I have a particular fondness for Isabel Allende. She is an icon of world literature, of global feminism, of how to embrace ageing and of the joy, beauty and depth of south American culture. In a week when the world said its goodbyes to one female icon (Queen Elizabeth II, regardless of what you think about monarchy, it was quite a moment) and were shocked to learn of the sudden death of another, this time from the world of literature (the terribly sad news of Hilary Mantel’s untimely passing), it seems appropriate to praise Allende and value her for all that she has given us.
The last arts event I attended before most of the world went into lockdown on the brink of the Coronavirus pandemic, was a talk in Manchester between Allende and Jeanette Winterson on the publication of her last but one novel The Long Petal of the Sea. I enjoyed that book though I felt it was not among her best. Allende’s latest novel, Violeta, published earlier this year and written, one assumes, during the pandemic feels like that to me too.
The central character, Violeta, is an elderly woman (almost 100 years old we will learn) writing a letter, memoir, for another character Camilo. We don’t know the connection between Violeta and Camilo until about halfway through the book and I’m not going to give any spoilers here, though we do know that she loves him “more than anyone else in this world”. The story begins with Violeta’s birth in 1920 at the time of the Spanish ‘flu outbreak in Chile. Her father committed suicide, after a series of failed business ventures brought him and his family to a situation of near penury, and it was Violeta who found his body.
Her childhood was spent mostly in a rural setting on a smallholding where she was educated in the school of life. The family was forced to flee there after they lost everything in the Depression. She grew up with her brother in the care of a poor family who showered her with love and protection. She married a man who was the son of affluent European hoteliers, but the marriage was largely sexless and doomed. When Violeta met the dashing Julian Bravo, a pilot, and a passionate lothario, she was immediately swept off her feet and left her husband. This brought disgrace upon her head, particularly as Julian refused to marry her, even when she bore him a son and a daughter.
Julian lived life on the edge, having lots of money one minute and none the next, so although their relationship was initially a fulfilling one, it lacked stability. As a young woman it was clear that Violeta had business acumen so she set up a company with her brother in the construction industry and was very successful, able to support herself and her family without being dependent on her wayward lover.
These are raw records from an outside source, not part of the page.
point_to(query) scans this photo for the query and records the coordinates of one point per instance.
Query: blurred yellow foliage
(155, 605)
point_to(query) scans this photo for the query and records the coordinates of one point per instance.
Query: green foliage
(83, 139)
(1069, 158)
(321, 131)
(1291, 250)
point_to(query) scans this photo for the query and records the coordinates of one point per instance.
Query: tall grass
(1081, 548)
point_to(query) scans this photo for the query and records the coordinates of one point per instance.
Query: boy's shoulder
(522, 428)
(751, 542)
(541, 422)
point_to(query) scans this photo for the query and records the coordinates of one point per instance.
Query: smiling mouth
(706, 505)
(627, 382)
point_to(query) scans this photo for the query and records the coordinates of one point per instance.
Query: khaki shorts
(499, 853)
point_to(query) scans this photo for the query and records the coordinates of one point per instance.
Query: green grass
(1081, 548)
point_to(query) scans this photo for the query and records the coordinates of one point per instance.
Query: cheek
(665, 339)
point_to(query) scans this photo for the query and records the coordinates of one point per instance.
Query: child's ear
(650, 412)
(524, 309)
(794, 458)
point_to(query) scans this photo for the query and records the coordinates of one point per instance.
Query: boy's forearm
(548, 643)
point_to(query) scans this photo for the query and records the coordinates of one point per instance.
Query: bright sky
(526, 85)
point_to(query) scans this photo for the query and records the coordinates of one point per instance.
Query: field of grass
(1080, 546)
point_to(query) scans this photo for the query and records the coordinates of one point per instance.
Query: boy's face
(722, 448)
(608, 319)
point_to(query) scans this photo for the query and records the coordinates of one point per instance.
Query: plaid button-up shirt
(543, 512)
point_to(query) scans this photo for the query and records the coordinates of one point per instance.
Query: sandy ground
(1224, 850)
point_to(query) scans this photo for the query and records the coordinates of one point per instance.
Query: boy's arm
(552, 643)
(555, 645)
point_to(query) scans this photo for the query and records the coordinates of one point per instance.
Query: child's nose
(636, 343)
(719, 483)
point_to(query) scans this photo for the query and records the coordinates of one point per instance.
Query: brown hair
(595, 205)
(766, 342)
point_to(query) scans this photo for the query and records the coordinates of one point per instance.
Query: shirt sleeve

That is as much as I will say about the plot. The book is basically the story of a life so to tell you any more would be to give you a full synopsis! The life story it tells is an interesting one and Violeta certainly has an interesting life. She is also telling the story from the perspective of a person of a great age, so she is able to reflect on her mistakes as well as celebrate her life’s achievements. It is a pretty linear first-person narrative and that, for me, is where it disappoints. I have come to expect more of such a great writer and the book for me never really delivers. Throughout I was just wanting more. There is no doubt that Allende is a great storyteller and the interweaving of history into the narrative, the politics of south America in the twentieth century, the dictatorships, the terrors, the corruption and the sheltering of Nazis fleeing Europe, is fascinating and deftly done, but I just felt she was capable of more. Some parts of it are clumsy (for example the love scenes which made me squirm a little!) and some parts of it feel autobiographical (for example, Violeta’s views on feminism), almost as if Allende herself is writing a letter to her readers.
I hope there is more to come from this wonderful author, and fans of Allende (and I count myself as one) will of course treasure every word she writes, but I do rather feel this book lacks some of her usual creative energy. Perhaps that is a result of its having been written during a lockdown. My fellow book club members enjoyed it, and found its uncomplicated approach quite refreshing, especially as we read it over the summer. It also does have a rather neat symmetry, which you will see if you read it.
Recommended if you like a good story that does not ask too much of a reader.